Two of Sheffield’s most significant insights were the major role technology would play in reshaping U.S. oil production and the recognition that big oil companies would eventually control the Permian, he said.
In comments after the deal was disclosed, Sheffield and Exxon CEO Darren Woods said they agreed to terms of a sale two weeks after the pair first sat down to negotiate.
Sheffield long espoused Pioneer and other shale firms needed “size and scale” to survive the next downturn as many oil companies have been wiped out over the years by OPEC price wars.
He made the company more attractive by bulking up with purchases of DoublePoint Energy and his son’s Parsley Energy (NYSE:) for $11 billion combined as the COVID-19 oil crash slashed stock prices.
The strategy of restraining production to boost shareholder returns has not sat well with those who believe it has diminished the U.S. role in oil markets.
“I have been frustrated at the extent to which he’s tried to suggest the U.S. oil and gas sector needed to embrace his unique brand of discipline across the board,” said Doug Sheridan, managing director of research firm EnergyPoint Research.
SALE WINNERS
Sheffield is one of the deal’s biggest winners.

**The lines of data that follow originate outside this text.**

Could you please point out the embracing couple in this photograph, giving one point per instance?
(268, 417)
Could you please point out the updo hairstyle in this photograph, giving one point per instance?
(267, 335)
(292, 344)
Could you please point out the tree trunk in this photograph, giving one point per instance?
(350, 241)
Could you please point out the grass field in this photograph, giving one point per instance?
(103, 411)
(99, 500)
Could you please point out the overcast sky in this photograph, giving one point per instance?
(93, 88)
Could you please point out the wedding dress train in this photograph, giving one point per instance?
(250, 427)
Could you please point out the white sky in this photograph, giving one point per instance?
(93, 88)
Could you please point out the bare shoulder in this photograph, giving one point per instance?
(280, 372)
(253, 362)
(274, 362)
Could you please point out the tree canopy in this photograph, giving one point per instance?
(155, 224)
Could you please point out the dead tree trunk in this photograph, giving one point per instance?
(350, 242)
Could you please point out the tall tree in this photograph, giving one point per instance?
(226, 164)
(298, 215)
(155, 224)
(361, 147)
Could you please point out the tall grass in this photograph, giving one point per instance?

He will receive a $29 million severance package, about $100 million in Exxon shares, and get a seat on Exxon’s board after the sale concludes next year.
His bluntness and reputation for a photographic memory may clash with Exxon’s insular culture.
“He’s willing to stand up and say what he believes and willing to go talk to anyone on the global stage,” said Bruce Vincent, former president of Swift Energy, who has known Sheffield for more than 30 years.
Pioneer employees occasionally were hesitant to give him projections knowing Sheffield would remember them and question them later if the outcome did not match, said a former employee.
He will have to rein in his outspokenness to remain on Exxon’s tight-lipped board, said son Bryan.
“I don’t think he can be outspoken. That would be a no-no as a board member,” he said.